Here's the problem in a nutshell...
Every time a central bank intervenes to artificially set the value of a local currency, traders on the other side see an opportunity to press the matter.
This does two things:
The last time there was a steep drop in the value of the ruble (down to the low 60s to the dollar, or a third less than the current level), the RCB's actions included requiring exporters to exchange hard currency proceeds at an abnormally low exchange rate and restricting access to dollars and euros.

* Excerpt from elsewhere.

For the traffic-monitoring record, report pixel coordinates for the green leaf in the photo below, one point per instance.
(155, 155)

Both measures had an immediate negative impact on Russian oil companies - the first cut deeply into revenue; the second made the next exports even more expensive because the trade in oil is denominated in dollars, not rubles.
By restricting access to foreign currency, the RCB has just made the sale of oil abroad even less profitable for Russian companies.

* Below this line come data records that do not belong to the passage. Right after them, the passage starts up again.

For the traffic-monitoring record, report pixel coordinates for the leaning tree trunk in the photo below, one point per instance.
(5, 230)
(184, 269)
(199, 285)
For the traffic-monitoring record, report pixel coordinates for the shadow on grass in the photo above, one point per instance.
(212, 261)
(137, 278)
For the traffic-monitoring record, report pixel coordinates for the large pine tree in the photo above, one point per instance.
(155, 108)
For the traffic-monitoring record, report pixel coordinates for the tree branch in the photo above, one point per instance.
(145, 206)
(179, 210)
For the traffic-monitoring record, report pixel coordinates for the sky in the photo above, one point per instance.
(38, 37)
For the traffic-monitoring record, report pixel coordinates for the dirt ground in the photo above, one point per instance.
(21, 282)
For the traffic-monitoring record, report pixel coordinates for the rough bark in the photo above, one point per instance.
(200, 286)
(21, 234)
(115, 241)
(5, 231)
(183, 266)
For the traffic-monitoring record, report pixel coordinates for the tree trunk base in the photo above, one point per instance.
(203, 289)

The result has been a chilling effect on the entire Russian economy - one that's got nothing to do with Russia's notorious winter weather.
There is an easy way to gauge this result by using one thumbnail indicator - the Direxion Daily Russia Bear 3x ETF (NYSE Arca: RUSS).
It also happens to be the single best, easiest way to make money on Russia's profound and deepening economic problems.
As the name implies, this exchange-traded fund rises three times faster than the Russian market falls. It was up 14% though noon Wednesday alone, more than 26% for the week, and nearly 60% for the month.
Now, this could bring big profits very quickly, but it must be used very carefully - if the Russian market recovers, the leveraged Daily Russia Bear fund will decline three times faster than the recovery.
As for a way out of this mess, it is, as I've said before, the introduction of oil production limits. That is the most direct way of increasing prices and lowering the drain on the ruble.
Unfortunately, that would require coordination between the world's major oil producers, but Saudi Arabia has yet to show a willingness to seriously consider bringing this about.